I got drunk for the first time that night because of David’s magnanimity. And we became cool. He wasn’t one of my best friends on campus. But if I happened to be walking in the cafeteria and he happened to be at a table already, he’d scream, “Daaammmmmmmmmmon!” if he saw me. And sometimes he’d invite me to sit at his table, where he was holding court with his (all white) buddies.
One day he invited me and one of my teammates to a party at his house, with a promise that there’d be (his words) “booze and bitches” there. Which was awesome. (I was 18, remember. It didn’t take much.) Until I got there and saw that the “booze” was Sunny D and Jägermeister and the “bitches” were his sister (seriously) and her four friends. All white, of course. For whatever reason, I was expecting the party to be more Benetton ad than Abercrombie & Fitch. But, again, I was 18. Which means I was stupid. Still, we stayed and had a decent time watching everyone get drunk and attempt to heel-toe to Beenie Man.
Anyway, about an hour or so into the night, David called me over to a conversation he was having with a few people.
“Yo, D. Tell them what you were telling me about your block.”
“The suburb my parents moved to when I was 16?”
“No, no, no. The hood! Tell them about the hood!”
My face went blank. WTF is this dude talking about? I thought. Then I remembered.
When he was buying drinks that night at the bar, Cops happened to be on the TV behind the counter. During conversation, I nonchalantly mentioned that my street was featured on an episode. Which excited the hell out of him then, but I was too drunk to realize it.

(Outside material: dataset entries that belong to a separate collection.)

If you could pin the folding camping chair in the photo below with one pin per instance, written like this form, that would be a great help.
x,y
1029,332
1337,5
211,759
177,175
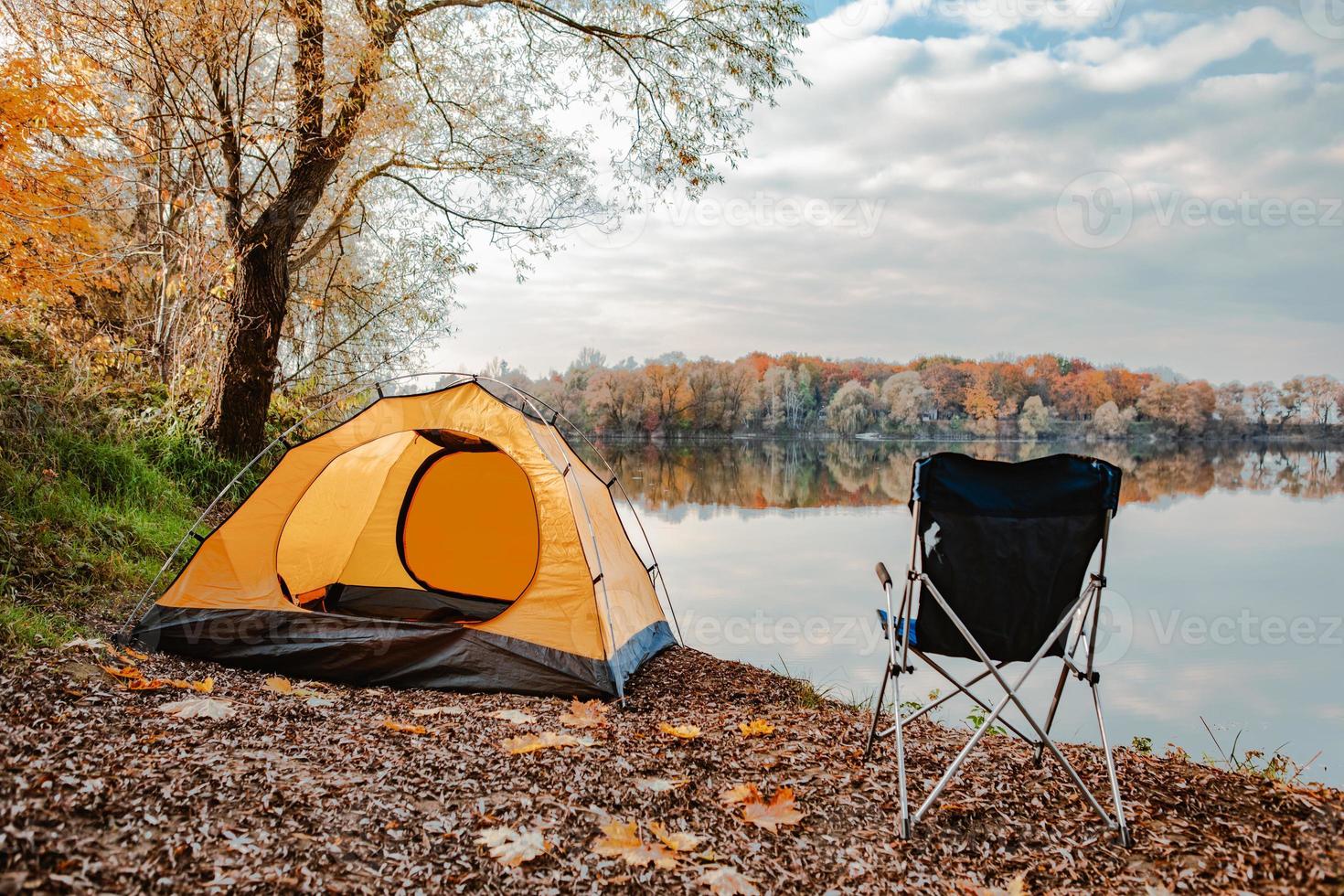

And then I took another look at him. And around the room. And I thought about a few of the more awkward conversations we’d had in the past couple of weeks. And then it dawned on me:
I am David’s black friend.
Not David’s friend who happened to be black. But David’s friend who is David’s friend because he is black. And then it all made sense—the drinks, the rambunctious invitations to his table, my attendance at this party, the creepy reference to his sister as one of the “bitches” who’d be in attendance. David wanted everyone to know he was cool enough to be cool with a black guy. It wasn’t enough to be my friend. He had to be seen being my friend. That I happened to be a black basketball player from the hood must have been a triple word score on his Token Scrabble board.
It’s been over a decade—s–t, almost two decades—since that night. But I still remember that feeling. Simultaneously jarring and illuminating. Surreal, even. Like I was in a David Lynch movie and was watching myself in a David Lynch movie. And it was funny as f–k. Like, holy s–t! Does he think this is actually going to work?
Which is the same feeling I’ve been feeling while also witnessing Bernie Sanders and Hillary Clinton play Black Friend Scrabble, where they’re battling each other with quasi black-experience bonus points …
(Bernie: I marched with Martin.
Hillary: Well, I share a last name with George Clinton.)
… and full names hidden in their bags …
(Bernie: I just pulled out a Killer Mike piece and a Ta-Nehisi Coates. That should be good for 78 points.
Hillary: I have a John Lewis. And a Cory Booker. And a Demi Lovato, who could pass for Beyoncé’s cousin, and that’s worth 6 points alone.)
… to prove they’re cool enough to be cool with black people. Only instead of elevated campus status, the goal is for black people to believe that Bernie and Hillary are down enough to earn their vote.